There is an order to words. They require a certain moment in which to be spoken. Sometimes though we say things out of turn. And it all comes tumbling out, messy, and the order is broken. The order can be temporarily repaired through denial and suppression. We pretend so we can retain the sense of reality we had known; the forms we had made. Saying something violently uproots our precious securities.
Saying something has always been a favourite poem of mine. Carol Ann Duffy’s beautiful words blew my 15 year old mind as I peeled back the sensational nature of her language to pick out the styles and metaphors in my GCSE English exam.

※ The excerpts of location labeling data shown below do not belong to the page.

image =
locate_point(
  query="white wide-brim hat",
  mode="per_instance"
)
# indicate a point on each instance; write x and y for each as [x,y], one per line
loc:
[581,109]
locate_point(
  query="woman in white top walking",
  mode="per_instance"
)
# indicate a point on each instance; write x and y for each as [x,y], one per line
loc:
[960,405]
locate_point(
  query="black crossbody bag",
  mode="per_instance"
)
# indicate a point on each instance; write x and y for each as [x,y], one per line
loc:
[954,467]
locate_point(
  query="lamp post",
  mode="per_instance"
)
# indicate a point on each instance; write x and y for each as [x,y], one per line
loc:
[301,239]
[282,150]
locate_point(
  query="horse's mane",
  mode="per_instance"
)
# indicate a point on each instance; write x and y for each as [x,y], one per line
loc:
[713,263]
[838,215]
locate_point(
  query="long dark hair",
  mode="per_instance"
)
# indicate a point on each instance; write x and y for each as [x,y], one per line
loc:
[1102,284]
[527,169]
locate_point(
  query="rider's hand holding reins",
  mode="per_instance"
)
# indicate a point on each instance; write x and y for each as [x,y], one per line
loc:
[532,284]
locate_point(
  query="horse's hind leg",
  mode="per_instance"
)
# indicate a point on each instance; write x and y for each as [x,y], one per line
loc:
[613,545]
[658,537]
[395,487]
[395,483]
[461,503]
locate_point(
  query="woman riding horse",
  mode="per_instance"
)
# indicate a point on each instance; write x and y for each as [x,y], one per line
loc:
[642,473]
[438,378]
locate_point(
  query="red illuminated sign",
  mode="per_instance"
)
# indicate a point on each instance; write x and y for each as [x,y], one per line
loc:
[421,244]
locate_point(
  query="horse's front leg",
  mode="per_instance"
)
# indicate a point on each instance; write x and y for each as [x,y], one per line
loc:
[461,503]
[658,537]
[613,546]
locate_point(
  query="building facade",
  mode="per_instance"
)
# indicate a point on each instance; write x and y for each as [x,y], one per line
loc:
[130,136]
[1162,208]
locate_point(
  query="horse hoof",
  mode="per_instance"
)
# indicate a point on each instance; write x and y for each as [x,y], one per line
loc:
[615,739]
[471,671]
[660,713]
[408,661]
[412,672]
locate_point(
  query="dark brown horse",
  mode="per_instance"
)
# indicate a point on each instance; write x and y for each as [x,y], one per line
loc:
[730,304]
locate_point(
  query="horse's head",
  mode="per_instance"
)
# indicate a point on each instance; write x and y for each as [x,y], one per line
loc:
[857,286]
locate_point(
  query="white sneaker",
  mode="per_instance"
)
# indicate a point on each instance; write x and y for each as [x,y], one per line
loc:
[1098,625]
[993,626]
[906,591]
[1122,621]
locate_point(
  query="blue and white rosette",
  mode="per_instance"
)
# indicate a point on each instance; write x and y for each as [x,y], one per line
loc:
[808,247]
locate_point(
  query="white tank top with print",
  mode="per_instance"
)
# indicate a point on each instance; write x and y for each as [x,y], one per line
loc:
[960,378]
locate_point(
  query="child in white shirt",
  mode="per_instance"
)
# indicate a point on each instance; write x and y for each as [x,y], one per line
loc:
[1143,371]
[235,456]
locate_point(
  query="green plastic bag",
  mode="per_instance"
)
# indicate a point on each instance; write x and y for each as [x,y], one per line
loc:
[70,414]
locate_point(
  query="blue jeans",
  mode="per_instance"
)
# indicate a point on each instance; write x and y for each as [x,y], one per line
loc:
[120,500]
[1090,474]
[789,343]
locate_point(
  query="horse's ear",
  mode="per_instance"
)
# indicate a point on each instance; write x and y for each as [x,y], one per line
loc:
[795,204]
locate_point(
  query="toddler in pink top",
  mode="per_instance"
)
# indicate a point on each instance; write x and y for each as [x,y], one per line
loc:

I see you turning on the lights.
I remember this line being a point of contention. What could it mean? Surely it means more than someone was clicking a light switch. No it is a double-layered symbol. Turning on the lights: light of my life, relight my fire, you’re my flame – love and light, the cliches are endless.
For me I was always curious about those last two words: saying something. “This does not necessarily just refer to a verbal expression” remarked my English teacher. And true, the things that are said rarely capture the intent. Love poems always border dangerously between the cliche and tacky.
It dawns on me I should really stop writing about love. Try my hand at something I actually do know: death, loss, darkness. Let me describe the absence for love is always an excess; grotesque and greedy.
Saying something. Words tend to caricature the emotion, the experience. And so we are left with the silent bodily sensations, the indecipherable, the formless, the transitory. And now I see it all just seeping away, a pitiful death, it never happened, I never knew you, it was only ever a lie. Exhausted the language, no codes to express. I’ve already said too much.